The demise of Robespierre in 1794 provided a brief respite for the royalists at home and abroad. For example, those who had participated in the War in the Vendée communicated with their supporters in Great Britain. The rebels, in collaboration with their British allies, attempted to take a port on the French coast. However, the attempt was unsuccessful and resulted in the execution of 748 royalist officers, an event that became known as the Quiberon disaster. As the Republic evolved into the Directory, fears that émigrés with royalist leanings would return prompted harsher legislation to be passed against them, including the 1799 Law of Hostages, which considered relatives of émigrés as hostages and ordered them to surrender within ten days or be treated as émigrés themselves.
Jewish migration
The Jewish people were viewed with suspicion during this time. While a few of the Jewish people were politically aligned with the royalists, the distrust was unwarranted. Most Jews were not counterrevolutionaries and did not partake in crimes against the republic such as money crimes with the assignats although that was highly speculated. In Alsace, minorities such as the Jews and Protestants supported the revolution, unlike the Catholic majority. However, as Zosa Szajkowski states in his Jews and the French Revolutions of 1789, 1830, and 1848, it was still a widely held belief that "the Jews wanted to bring about a counter-revolution with all its destruction and death". Thus, the Jews were continuously unfairly suspected of fraud although rarely ever convicted for it.
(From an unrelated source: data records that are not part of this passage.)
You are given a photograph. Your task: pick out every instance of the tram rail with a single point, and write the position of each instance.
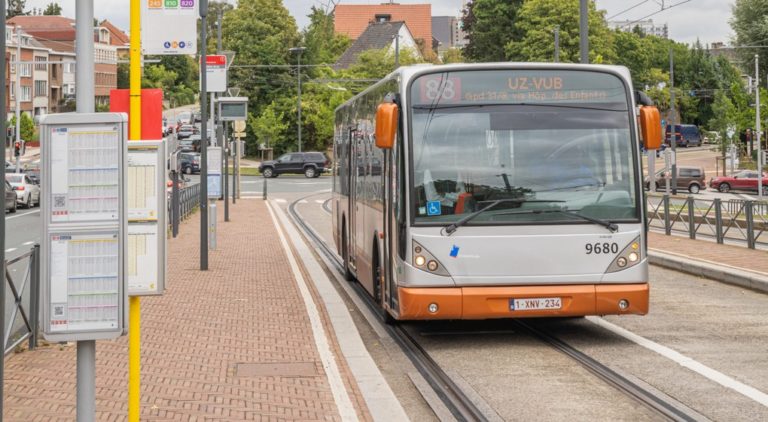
(453, 397)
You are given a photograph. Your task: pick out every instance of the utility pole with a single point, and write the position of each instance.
(18, 89)
(85, 93)
(203, 145)
(3, 118)
(584, 31)
(298, 50)
(672, 127)
(758, 135)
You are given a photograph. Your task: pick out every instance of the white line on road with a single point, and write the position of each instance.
(21, 215)
(686, 362)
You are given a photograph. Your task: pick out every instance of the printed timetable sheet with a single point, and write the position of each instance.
(84, 272)
(84, 174)
(142, 183)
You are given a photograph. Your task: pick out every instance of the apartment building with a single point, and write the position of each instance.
(57, 35)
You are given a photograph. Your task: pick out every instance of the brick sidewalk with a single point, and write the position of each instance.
(205, 343)
(739, 257)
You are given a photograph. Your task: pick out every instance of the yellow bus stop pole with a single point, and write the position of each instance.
(134, 316)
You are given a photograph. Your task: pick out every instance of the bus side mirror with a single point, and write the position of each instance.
(386, 125)
(650, 127)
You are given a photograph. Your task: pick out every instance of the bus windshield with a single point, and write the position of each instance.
(566, 149)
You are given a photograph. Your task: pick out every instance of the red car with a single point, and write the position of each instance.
(743, 180)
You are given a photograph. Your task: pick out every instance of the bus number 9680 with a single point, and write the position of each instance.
(601, 248)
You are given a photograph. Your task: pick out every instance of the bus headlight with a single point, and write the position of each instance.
(425, 261)
(627, 258)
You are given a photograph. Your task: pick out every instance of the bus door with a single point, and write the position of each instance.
(355, 164)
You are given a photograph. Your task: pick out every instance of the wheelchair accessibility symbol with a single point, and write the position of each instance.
(433, 208)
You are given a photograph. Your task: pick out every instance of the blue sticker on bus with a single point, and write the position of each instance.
(433, 208)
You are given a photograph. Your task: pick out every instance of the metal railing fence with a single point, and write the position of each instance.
(733, 221)
(183, 205)
(20, 303)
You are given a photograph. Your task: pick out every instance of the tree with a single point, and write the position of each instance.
(536, 20)
(323, 44)
(53, 9)
(751, 28)
(489, 25)
(16, 8)
(453, 55)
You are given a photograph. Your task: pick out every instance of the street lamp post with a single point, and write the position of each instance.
(298, 51)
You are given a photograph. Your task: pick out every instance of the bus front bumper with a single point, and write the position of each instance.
(505, 302)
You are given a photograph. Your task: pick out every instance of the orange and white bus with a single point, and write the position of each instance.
(495, 190)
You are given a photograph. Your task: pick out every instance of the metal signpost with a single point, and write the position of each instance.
(214, 190)
(147, 219)
(168, 27)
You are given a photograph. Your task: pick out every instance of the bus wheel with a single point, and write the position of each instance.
(378, 289)
(345, 256)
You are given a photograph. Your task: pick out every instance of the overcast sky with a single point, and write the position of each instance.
(706, 20)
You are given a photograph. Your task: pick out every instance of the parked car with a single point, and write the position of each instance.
(27, 191)
(10, 198)
(689, 178)
(189, 163)
(686, 135)
(311, 164)
(185, 131)
(743, 180)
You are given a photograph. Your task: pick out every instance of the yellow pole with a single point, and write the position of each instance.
(134, 317)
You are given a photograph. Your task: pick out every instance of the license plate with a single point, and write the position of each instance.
(534, 303)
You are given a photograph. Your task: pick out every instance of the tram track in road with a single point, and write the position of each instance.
(451, 394)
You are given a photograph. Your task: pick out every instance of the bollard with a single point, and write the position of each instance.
(691, 222)
(750, 224)
(719, 220)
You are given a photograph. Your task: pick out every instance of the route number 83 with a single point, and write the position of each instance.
(601, 248)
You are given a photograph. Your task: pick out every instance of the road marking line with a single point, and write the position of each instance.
(21, 215)
(686, 362)
(339, 391)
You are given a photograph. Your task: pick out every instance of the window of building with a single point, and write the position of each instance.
(40, 63)
(41, 88)
(25, 69)
(26, 93)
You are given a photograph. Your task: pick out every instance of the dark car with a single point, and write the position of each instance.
(310, 164)
(185, 131)
(685, 135)
(743, 180)
(688, 177)
(10, 198)
(189, 163)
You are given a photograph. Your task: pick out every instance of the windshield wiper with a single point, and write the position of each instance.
(607, 224)
(449, 229)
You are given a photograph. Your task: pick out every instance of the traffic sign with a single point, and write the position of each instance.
(216, 72)
(169, 27)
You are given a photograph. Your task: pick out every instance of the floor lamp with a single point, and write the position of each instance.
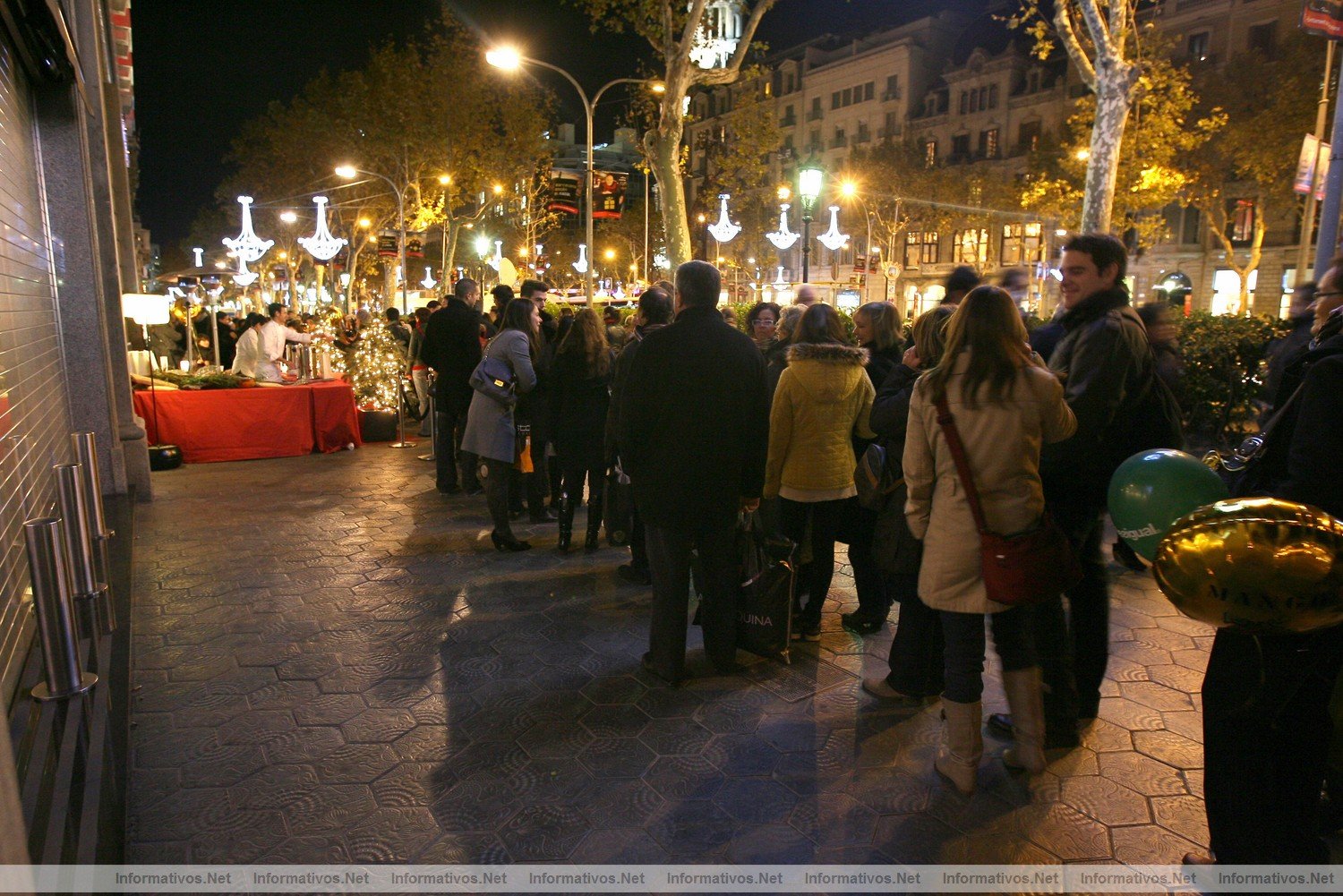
(150, 309)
Also, their correspondence in Hebrew with those living outside France was restricted.August Mauger, the leader of the Terror in Nancy refused to give Jews passports. Those emigrating had to do so illegally, without proper documentation and thus without guarantee of success. The threat of execution was very real for many more people than simply the Jewish population of France. Lacoste, the safety commissioner of Alsace, believed that one fourth of the Parisian population should be guillotined. Jewish and non-Jewish alike emigrated to the Upper Rhine; despite periodic pogroms in the area, it was still better than the Lower Rhine, where the Terror was rampant; very few Jewish Frenchmen remained in Alsace. The Jewish émigrés had to face the challenges of assimilating to a new culture, which harboured a strong anti-Jewish and anti-French sentiment. Furthermore, the annual summertime invasions of the French Army from 1793 to 1799 meant the immediate evacuation of any immigrant population. Consequently, the exact number of French in any specific area varied at any given time, but historical estimates place the number in the several thousand.